Revue Banque – 30 juin 2016 :

Amplifiant le modèle de FATCA (Foreign Account Tax Compliance Act), l’accord de coopération sur l’échange automatique d’information (Automatic exchange of information – AEOI) organise un dispositif de coopération interétatique à partir de janvier 2016, destiné à lutter contre l’évasion fiscale. À la différence de FATCA, il ne s’agit pas d’identifier des contribuables américains, mais d’attribuer une résidence fiscale à chacun des clients et la reporter à l’État de résidence fiscale du client.

La mondialisation des échanges n’a pas été accompagnée d’une mondialisation de la fiscalité. Ce domaine est resté longtemps la chasse gardée des États, ponctuée d’accord binationaux de coopération. Ce décalage fiscal avec la vélocité des échanges et des flux financiers a été le terreau de l’optimisation fiscale.
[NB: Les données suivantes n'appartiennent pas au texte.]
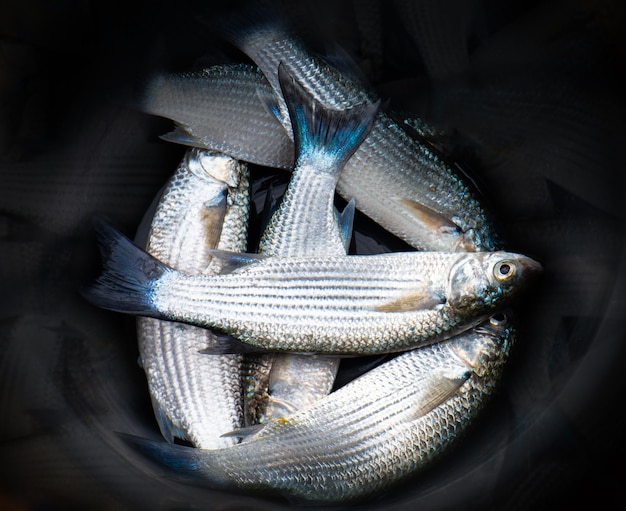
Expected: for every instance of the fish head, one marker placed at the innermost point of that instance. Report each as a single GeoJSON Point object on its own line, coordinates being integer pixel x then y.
{"type": "Point", "coordinates": [486, 280]}
{"type": "Point", "coordinates": [216, 166]}
{"type": "Point", "coordinates": [487, 345]}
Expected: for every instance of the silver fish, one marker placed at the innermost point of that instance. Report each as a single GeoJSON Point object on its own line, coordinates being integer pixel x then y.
{"type": "Point", "coordinates": [375, 431]}
{"type": "Point", "coordinates": [231, 96]}
{"type": "Point", "coordinates": [305, 224]}
{"type": "Point", "coordinates": [332, 305]}
{"type": "Point", "coordinates": [204, 205]}
{"type": "Point", "coordinates": [401, 184]}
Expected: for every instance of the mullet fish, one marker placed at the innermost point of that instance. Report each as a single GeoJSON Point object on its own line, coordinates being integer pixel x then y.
{"type": "Point", "coordinates": [400, 183]}
{"type": "Point", "coordinates": [375, 431]}
{"type": "Point", "coordinates": [203, 206]}
{"type": "Point", "coordinates": [306, 224]}
{"type": "Point", "coordinates": [333, 305]}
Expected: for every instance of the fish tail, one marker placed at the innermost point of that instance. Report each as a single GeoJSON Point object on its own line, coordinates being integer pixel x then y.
{"type": "Point", "coordinates": [182, 461]}
{"type": "Point", "coordinates": [321, 133]}
{"type": "Point", "coordinates": [128, 274]}
{"type": "Point", "coordinates": [250, 20]}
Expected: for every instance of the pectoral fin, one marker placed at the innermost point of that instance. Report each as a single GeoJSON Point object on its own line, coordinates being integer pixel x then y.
{"type": "Point", "coordinates": [440, 387]}
{"type": "Point", "coordinates": [222, 344]}
{"type": "Point", "coordinates": [169, 430]}
{"type": "Point", "coordinates": [429, 217]}
{"type": "Point", "coordinates": [232, 261]}
{"type": "Point", "coordinates": [417, 299]}
{"type": "Point", "coordinates": [246, 432]}
{"type": "Point", "coordinates": [345, 221]}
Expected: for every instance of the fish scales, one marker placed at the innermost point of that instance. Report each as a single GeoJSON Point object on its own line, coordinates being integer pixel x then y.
{"type": "Point", "coordinates": [306, 224]}
{"type": "Point", "coordinates": [398, 182]}
{"type": "Point", "coordinates": [375, 431]}
{"type": "Point", "coordinates": [224, 92]}
{"type": "Point", "coordinates": [195, 397]}
{"type": "Point", "coordinates": [332, 305]}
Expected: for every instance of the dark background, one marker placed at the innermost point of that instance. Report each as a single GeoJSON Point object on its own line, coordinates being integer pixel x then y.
{"type": "Point", "coordinates": [529, 98]}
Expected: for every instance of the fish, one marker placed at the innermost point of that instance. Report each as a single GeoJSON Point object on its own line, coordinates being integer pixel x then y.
{"type": "Point", "coordinates": [230, 95]}
{"type": "Point", "coordinates": [204, 205]}
{"type": "Point", "coordinates": [345, 305]}
{"type": "Point", "coordinates": [306, 224]}
{"type": "Point", "coordinates": [400, 183]}
{"type": "Point", "coordinates": [365, 437]}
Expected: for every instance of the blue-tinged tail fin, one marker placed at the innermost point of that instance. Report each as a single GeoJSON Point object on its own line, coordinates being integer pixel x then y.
{"type": "Point", "coordinates": [128, 274]}
{"type": "Point", "coordinates": [187, 463]}
{"type": "Point", "coordinates": [322, 134]}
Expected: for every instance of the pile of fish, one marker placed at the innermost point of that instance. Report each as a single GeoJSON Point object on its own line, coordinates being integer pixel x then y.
{"type": "Point", "coordinates": [241, 349]}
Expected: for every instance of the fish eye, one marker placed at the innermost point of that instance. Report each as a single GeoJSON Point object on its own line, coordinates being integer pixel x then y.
{"type": "Point", "coordinates": [504, 270]}
{"type": "Point", "coordinates": [498, 319]}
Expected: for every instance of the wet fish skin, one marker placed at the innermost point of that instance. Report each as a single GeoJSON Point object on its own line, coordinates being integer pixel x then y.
{"type": "Point", "coordinates": [401, 184]}
{"type": "Point", "coordinates": [305, 224]}
{"type": "Point", "coordinates": [383, 427]}
{"type": "Point", "coordinates": [231, 95]}
{"type": "Point", "coordinates": [204, 205]}
{"type": "Point", "coordinates": [332, 305]}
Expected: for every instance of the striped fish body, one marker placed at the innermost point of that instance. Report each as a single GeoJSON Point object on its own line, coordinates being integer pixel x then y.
{"type": "Point", "coordinates": [401, 184]}
{"type": "Point", "coordinates": [375, 431]}
{"type": "Point", "coordinates": [342, 305]}
{"type": "Point", "coordinates": [204, 205]}
{"type": "Point", "coordinates": [306, 224]}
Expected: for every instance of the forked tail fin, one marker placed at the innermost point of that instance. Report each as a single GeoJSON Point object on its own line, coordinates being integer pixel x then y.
{"type": "Point", "coordinates": [128, 276]}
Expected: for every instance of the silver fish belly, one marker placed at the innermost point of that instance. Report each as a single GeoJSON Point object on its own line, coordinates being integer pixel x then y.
{"type": "Point", "coordinates": [305, 224]}
{"type": "Point", "coordinates": [204, 205]}
{"type": "Point", "coordinates": [342, 305]}
{"type": "Point", "coordinates": [375, 431]}
{"type": "Point", "coordinates": [219, 108]}
{"type": "Point", "coordinates": [401, 184]}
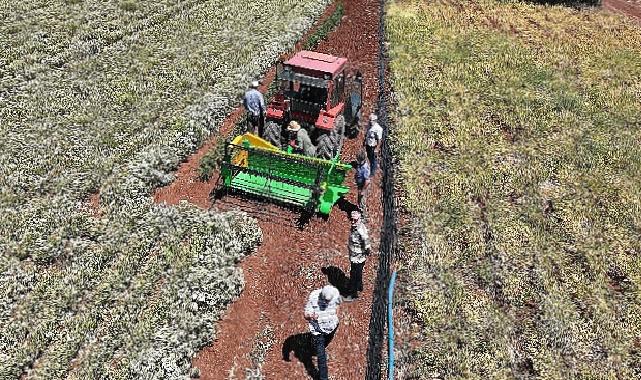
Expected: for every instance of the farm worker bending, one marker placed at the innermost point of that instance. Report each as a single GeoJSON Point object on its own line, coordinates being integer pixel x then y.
{"type": "Point", "coordinates": [362, 179]}
{"type": "Point", "coordinates": [300, 140]}
{"type": "Point", "coordinates": [320, 312]}
{"type": "Point", "coordinates": [359, 248]}
{"type": "Point", "coordinates": [372, 141]}
{"type": "Point", "coordinates": [254, 104]}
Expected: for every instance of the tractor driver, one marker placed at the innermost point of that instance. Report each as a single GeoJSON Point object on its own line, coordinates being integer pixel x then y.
{"type": "Point", "coordinates": [299, 140]}
{"type": "Point", "coordinates": [254, 104]}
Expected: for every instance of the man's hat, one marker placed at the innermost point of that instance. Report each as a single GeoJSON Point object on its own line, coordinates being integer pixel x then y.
{"type": "Point", "coordinates": [329, 293]}
{"type": "Point", "coordinates": [293, 126]}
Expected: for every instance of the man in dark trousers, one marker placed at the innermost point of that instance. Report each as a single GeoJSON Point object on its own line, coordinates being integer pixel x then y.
{"type": "Point", "coordinates": [254, 104]}
{"type": "Point", "coordinates": [320, 312]}
{"type": "Point", "coordinates": [372, 141]}
{"type": "Point", "coordinates": [359, 248]}
{"type": "Point", "coordinates": [362, 179]}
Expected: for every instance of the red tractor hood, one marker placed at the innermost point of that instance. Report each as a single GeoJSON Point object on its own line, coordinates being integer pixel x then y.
{"type": "Point", "coordinates": [317, 61]}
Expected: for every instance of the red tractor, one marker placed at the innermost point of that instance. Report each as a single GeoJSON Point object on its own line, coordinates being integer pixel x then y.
{"type": "Point", "coordinates": [315, 91]}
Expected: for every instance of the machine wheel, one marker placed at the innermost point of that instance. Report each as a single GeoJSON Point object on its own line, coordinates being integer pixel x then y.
{"type": "Point", "coordinates": [325, 147]}
{"type": "Point", "coordinates": [272, 133]}
{"type": "Point", "coordinates": [338, 133]}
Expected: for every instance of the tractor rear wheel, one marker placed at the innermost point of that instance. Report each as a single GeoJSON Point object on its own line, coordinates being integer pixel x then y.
{"type": "Point", "coordinates": [272, 133]}
{"type": "Point", "coordinates": [325, 147]}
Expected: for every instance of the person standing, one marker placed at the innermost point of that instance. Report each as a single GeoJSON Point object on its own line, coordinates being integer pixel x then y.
{"type": "Point", "coordinates": [372, 142]}
{"type": "Point", "coordinates": [359, 248]}
{"type": "Point", "coordinates": [362, 179]}
{"type": "Point", "coordinates": [321, 313]}
{"type": "Point", "coordinates": [254, 104]}
{"type": "Point", "coordinates": [300, 141]}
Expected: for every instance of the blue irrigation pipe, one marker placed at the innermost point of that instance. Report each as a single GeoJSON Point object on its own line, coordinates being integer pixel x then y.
{"type": "Point", "coordinates": [390, 328]}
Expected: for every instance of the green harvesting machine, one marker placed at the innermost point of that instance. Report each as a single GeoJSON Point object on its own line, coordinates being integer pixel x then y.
{"type": "Point", "coordinates": [253, 166]}
{"type": "Point", "coordinates": [324, 95]}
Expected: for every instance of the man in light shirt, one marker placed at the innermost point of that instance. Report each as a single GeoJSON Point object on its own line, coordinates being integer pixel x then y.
{"type": "Point", "coordinates": [320, 312]}
{"type": "Point", "coordinates": [373, 139]}
{"type": "Point", "coordinates": [359, 248]}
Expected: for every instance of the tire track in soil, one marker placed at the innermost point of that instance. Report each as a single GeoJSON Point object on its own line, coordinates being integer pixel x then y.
{"type": "Point", "coordinates": [287, 265]}
{"type": "Point", "coordinates": [630, 8]}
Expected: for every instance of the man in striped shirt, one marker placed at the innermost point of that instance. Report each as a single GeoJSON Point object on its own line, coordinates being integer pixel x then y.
{"type": "Point", "coordinates": [359, 248]}
{"type": "Point", "coordinates": [320, 312]}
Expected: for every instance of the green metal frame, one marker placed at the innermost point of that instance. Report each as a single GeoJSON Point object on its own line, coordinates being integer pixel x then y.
{"type": "Point", "coordinates": [311, 183]}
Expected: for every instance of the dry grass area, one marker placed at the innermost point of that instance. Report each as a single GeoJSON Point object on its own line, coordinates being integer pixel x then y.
{"type": "Point", "coordinates": [517, 131]}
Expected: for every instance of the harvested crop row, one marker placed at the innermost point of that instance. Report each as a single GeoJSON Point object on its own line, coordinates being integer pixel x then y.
{"type": "Point", "coordinates": [98, 296]}
{"type": "Point", "coordinates": [523, 187]}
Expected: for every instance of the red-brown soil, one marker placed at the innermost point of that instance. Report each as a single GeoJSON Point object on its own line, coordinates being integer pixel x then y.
{"type": "Point", "coordinates": [287, 265]}
{"type": "Point", "coordinates": [629, 7]}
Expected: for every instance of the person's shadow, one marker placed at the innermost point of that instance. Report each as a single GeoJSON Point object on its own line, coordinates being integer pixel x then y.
{"type": "Point", "coordinates": [337, 278]}
{"type": "Point", "coordinates": [301, 345]}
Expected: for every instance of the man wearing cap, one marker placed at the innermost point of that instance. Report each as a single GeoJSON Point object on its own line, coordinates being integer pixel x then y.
{"type": "Point", "coordinates": [254, 104]}
{"type": "Point", "coordinates": [320, 312]}
{"type": "Point", "coordinates": [372, 141]}
{"type": "Point", "coordinates": [300, 141]}
{"type": "Point", "coordinates": [362, 178]}
{"type": "Point", "coordinates": [359, 248]}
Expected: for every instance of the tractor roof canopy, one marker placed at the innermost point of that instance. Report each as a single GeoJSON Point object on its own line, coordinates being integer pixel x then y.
{"type": "Point", "coordinates": [311, 60]}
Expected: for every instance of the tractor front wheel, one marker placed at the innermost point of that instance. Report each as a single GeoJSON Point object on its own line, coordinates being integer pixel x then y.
{"type": "Point", "coordinates": [338, 133]}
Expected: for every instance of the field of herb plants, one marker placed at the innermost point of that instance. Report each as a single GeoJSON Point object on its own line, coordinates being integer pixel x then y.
{"type": "Point", "coordinates": [106, 98]}
{"type": "Point", "coordinates": [517, 130]}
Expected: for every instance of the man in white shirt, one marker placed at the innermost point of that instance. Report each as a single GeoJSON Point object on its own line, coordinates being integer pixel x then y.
{"type": "Point", "coordinates": [359, 248]}
{"type": "Point", "coordinates": [373, 139]}
{"type": "Point", "coordinates": [320, 312]}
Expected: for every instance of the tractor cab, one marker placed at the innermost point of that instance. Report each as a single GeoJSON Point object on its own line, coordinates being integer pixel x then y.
{"type": "Point", "coordinates": [315, 90]}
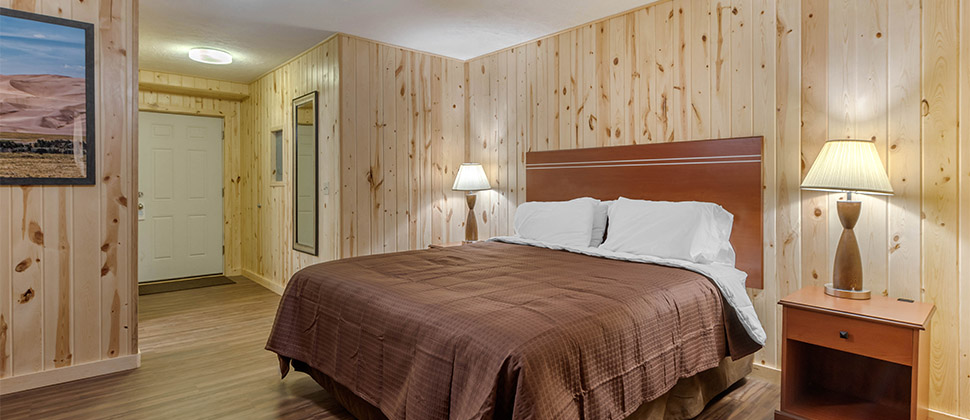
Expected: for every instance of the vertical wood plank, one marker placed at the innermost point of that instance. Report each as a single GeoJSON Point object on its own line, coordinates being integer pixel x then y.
{"type": "Point", "coordinates": [401, 74]}
{"type": "Point", "coordinates": [682, 68]}
{"type": "Point", "coordinates": [741, 71]}
{"type": "Point", "coordinates": [602, 90]}
{"type": "Point", "coordinates": [389, 150]}
{"type": "Point", "coordinates": [348, 146]}
{"type": "Point", "coordinates": [619, 82]}
{"type": "Point", "coordinates": [815, 265]}
{"type": "Point", "coordinates": [720, 69]}
{"type": "Point", "coordinates": [567, 135]}
{"type": "Point", "coordinates": [366, 133]}
{"type": "Point", "coordinates": [645, 52]}
{"type": "Point", "coordinates": [763, 109]}
{"type": "Point", "coordinates": [870, 27]}
{"type": "Point", "coordinates": [27, 241]}
{"type": "Point", "coordinates": [700, 72]}
{"type": "Point", "coordinates": [788, 149]}
{"type": "Point", "coordinates": [964, 210]}
{"type": "Point", "coordinates": [663, 98]}
{"type": "Point", "coordinates": [940, 85]}
{"type": "Point", "coordinates": [57, 278]}
{"type": "Point", "coordinates": [6, 285]}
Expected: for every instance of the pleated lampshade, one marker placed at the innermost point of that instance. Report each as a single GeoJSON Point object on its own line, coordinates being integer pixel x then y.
{"type": "Point", "coordinates": [848, 165]}
{"type": "Point", "coordinates": [471, 177]}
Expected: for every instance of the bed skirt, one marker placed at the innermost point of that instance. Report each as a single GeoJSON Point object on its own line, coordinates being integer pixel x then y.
{"type": "Point", "coordinates": [684, 401]}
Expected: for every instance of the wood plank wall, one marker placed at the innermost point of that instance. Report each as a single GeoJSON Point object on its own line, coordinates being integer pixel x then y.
{"type": "Point", "coordinates": [207, 97]}
{"type": "Point", "coordinates": [67, 259]}
{"type": "Point", "coordinates": [266, 208]}
{"type": "Point", "coordinates": [797, 73]}
{"type": "Point", "coordinates": [402, 139]}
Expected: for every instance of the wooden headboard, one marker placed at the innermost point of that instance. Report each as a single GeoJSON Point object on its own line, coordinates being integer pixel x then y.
{"type": "Point", "coordinates": [724, 171]}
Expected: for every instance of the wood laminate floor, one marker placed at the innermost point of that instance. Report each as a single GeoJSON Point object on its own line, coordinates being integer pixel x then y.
{"type": "Point", "coordinates": [203, 358]}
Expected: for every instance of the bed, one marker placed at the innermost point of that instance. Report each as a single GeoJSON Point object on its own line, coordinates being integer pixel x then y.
{"type": "Point", "coordinates": [512, 329]}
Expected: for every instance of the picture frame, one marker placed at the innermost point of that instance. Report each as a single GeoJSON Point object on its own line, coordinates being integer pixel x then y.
{"type": "Point", "coordinates": [47, 93]}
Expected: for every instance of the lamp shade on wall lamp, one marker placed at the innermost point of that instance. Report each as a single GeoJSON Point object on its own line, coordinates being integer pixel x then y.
{"type": "Point", "coordinates": [471, 177]}
{"type": "Point", "coordinates": [848, 165]}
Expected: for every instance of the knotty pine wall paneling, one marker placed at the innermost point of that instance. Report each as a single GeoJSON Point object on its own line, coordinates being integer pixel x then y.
{"type": "Point", "coordinates": [402, 138]}
{"type": "Point", "coordinates": [797, 73]}
{"type": "Point", "coordinates": [68, 291]}
{"type": "Point", "coordinates": [266, 208]}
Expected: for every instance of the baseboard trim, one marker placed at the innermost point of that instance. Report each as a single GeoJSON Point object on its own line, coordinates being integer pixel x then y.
{"type": "Point", "coordinates": [263, 281]}
{"type": "Point", "coordinates": [40, 379]}
{"type": "Point", "coordinates": [768, 373]}
{"type": "Point", "coordinates": [939, 415]}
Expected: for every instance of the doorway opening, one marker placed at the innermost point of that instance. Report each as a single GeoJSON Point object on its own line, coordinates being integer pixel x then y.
{"type": "Point", "coordinates": [180, 197]}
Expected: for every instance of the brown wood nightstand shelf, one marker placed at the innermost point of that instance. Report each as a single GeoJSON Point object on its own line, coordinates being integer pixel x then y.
{"type": "Point", "coordinates": [853, 359]}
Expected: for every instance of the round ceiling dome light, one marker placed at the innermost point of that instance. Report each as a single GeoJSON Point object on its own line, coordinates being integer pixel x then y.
{"type": "Point", "coordinates": [210, 56]}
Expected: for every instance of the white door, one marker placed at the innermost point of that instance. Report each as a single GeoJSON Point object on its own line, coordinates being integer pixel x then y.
{"type": "Point", "coordinates": [179, 196]}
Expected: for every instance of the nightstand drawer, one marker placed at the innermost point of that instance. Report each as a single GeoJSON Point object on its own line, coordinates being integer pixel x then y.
{"type": "Point", "coordinates": [871, 339]}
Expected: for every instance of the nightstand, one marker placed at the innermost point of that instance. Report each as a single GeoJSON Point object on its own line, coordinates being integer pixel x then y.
{"type": "Point", "coordinates": [853, 359]}
{"type": "Point", "coordinates": [445, 245]}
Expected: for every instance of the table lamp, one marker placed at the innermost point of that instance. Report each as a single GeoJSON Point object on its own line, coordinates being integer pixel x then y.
{"type": "Point", "coordinates": [848, 166]}
{"type": "Point", "coordinates": [471, 178]}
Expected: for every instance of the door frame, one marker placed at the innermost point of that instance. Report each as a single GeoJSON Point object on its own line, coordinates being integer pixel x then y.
{"type": "Point", "coordinates": [222, 153]}
{"type": "Point", "coordinates": [227, 270]}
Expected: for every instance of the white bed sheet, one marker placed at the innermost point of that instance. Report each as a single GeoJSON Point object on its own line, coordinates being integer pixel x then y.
{"type": "Point", "coordinates": [727, 278]}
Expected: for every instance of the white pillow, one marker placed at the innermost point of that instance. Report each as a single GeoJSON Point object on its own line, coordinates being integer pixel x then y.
{"type": "Point", "coordinates": [567, 223]}
{"type": "Point", "coordinates": [689, 230]}
{"type": "Point", "coordinates": [600, 217]}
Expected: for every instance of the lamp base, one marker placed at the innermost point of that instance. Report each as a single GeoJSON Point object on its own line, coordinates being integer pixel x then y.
{"type": "Point", "coordinates": [831, 290]}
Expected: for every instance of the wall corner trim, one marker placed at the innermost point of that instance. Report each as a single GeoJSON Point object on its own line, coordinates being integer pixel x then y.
{"type": "Point", "coordinates": [40, 379]}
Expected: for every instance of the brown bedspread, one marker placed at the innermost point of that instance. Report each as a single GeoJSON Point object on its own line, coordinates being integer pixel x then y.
{"type": "Point", "coordinates": [496, 330]}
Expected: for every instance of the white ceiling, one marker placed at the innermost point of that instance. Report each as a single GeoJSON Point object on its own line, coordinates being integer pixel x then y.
{"type": "Point", "coordinates": [261, 34]}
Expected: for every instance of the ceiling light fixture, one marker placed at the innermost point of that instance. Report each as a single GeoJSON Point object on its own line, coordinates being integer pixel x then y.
{"type": "Point", "coordinates": [210, 56]}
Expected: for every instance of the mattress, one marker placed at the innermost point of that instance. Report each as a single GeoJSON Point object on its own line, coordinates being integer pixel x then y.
{"type": "Point", "coordinates": [499, 330]}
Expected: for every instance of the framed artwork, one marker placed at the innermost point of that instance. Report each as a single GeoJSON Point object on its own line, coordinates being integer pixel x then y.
{"type": "Point", "coordinates": [46, 100]}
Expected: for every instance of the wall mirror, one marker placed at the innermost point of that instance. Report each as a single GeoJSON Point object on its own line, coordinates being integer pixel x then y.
{"type": "Point", "coordinates": [305, 173]}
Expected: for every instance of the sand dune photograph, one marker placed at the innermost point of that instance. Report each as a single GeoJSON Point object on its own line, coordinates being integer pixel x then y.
{"type": "Point", "coordinates": [44, 106]}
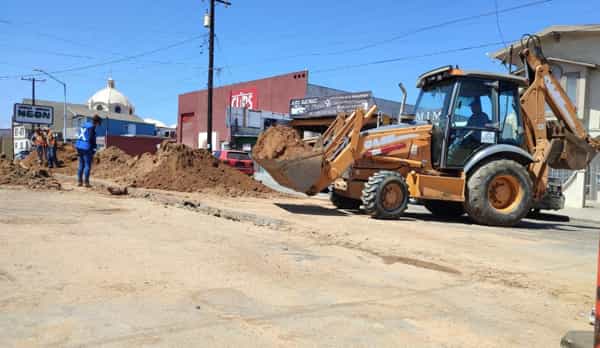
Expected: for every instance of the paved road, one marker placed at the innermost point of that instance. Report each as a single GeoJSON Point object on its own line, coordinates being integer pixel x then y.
{"type": "Point", "coordinates": [83, 269]}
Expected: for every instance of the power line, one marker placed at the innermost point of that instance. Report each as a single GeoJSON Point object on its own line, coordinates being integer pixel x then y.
{"type": "Point", "coordinates": [498, 24]}
{"type": "Point", "coordinates": [435, 26]}
{"type": "Point", "coordinates": [115, 61]}
{"type": "Point", "coordinates": [404, 35]}
{"type": "Point", "coordinates": [398, 59]}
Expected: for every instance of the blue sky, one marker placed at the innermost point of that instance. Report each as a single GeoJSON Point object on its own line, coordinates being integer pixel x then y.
{"type": "Point", "coordinates": [255, 39]}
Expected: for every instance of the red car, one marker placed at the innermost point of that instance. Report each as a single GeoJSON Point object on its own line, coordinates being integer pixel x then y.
{"type": "Point", "coordinates": [240, 160]}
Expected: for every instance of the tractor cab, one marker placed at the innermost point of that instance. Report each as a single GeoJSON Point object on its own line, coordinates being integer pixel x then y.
{"type": "Point", "coordinates": [469, 111]}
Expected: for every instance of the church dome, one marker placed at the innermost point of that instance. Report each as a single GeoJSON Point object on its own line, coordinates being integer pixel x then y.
{"type": "Point", "coordinates": [111, 97]}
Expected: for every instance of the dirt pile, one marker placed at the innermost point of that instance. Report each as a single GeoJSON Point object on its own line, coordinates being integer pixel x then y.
{"type": "Point", "coordinates": [109, 163]}
{"type": "Point", "coordinates": [174, 167]}
{"type": "Point", "coordinates": [280, 142]}
{"type": "Point", "coordinates": [180, 168]}
{"type": "Point", "coordinates": [37, 179]}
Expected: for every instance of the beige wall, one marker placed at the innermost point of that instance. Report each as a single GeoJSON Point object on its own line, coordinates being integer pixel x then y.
{"type": "Point", "coordinates": [582, 47]}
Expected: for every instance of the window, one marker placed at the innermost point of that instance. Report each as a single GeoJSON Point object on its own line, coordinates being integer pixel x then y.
{"type": "Point", "coordinates": [571, 87]}
{"type": "Point", "coordinates": [472, 124]}
{"type": "Point", "coordinates": [433, 102]}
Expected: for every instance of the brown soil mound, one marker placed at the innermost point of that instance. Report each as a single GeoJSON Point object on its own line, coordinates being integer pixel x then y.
{"type": "Point", "coordinates": [14, 174]}
{"type": "Point", "coordinates": [280, 142]}
{"type": "Point", "coordinates": [180, 168]}
{"type": "Point", "coordinates": [174, 167]}
{"type": "Point", "coordinates": [109, 163]}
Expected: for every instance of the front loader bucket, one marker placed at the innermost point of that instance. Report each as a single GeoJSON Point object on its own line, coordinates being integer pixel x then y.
{"type": "Point", "coordinates": [299, 174]}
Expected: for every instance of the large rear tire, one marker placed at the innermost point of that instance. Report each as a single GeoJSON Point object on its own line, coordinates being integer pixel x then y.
{"type": "Point", "coordinates": [342, 202]}
{"type": "Point", "coordinates": [385, 195]}
{"type": "Point", "coordinates": [445, 209]}
{"type": "Point", "coordinates": [499, 193]}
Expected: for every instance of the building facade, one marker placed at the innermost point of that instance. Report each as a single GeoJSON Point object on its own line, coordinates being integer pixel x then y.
{"type": "Point", "coordinates": [117, 112]}
{"type": "Point", "coordinates": [270, 94]}
{"type": "Point", "coordinates": [574, 55]}
{"type": "Point", "coordinates": [268, 100]}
Il est désormais à la portée de tous, d’optimiser ses placements en investissant en dehors de son pays de résidence tout en bénéficiant du cadre fiscal le plus avantageux possible. Pour beaucoup de particuliers, la charge fiscale qui pèse sur leurs avoirs financiers incite à rechercher des dispositifs étrangers et/ou sophistiqués pour préserver leur marge brute. De plus, la tendance à l’alignement de la fiscalité des produits d’épargne et des revenus du travail pèse sur les stratégies d’investissement et alimente l’optimisation fiscale.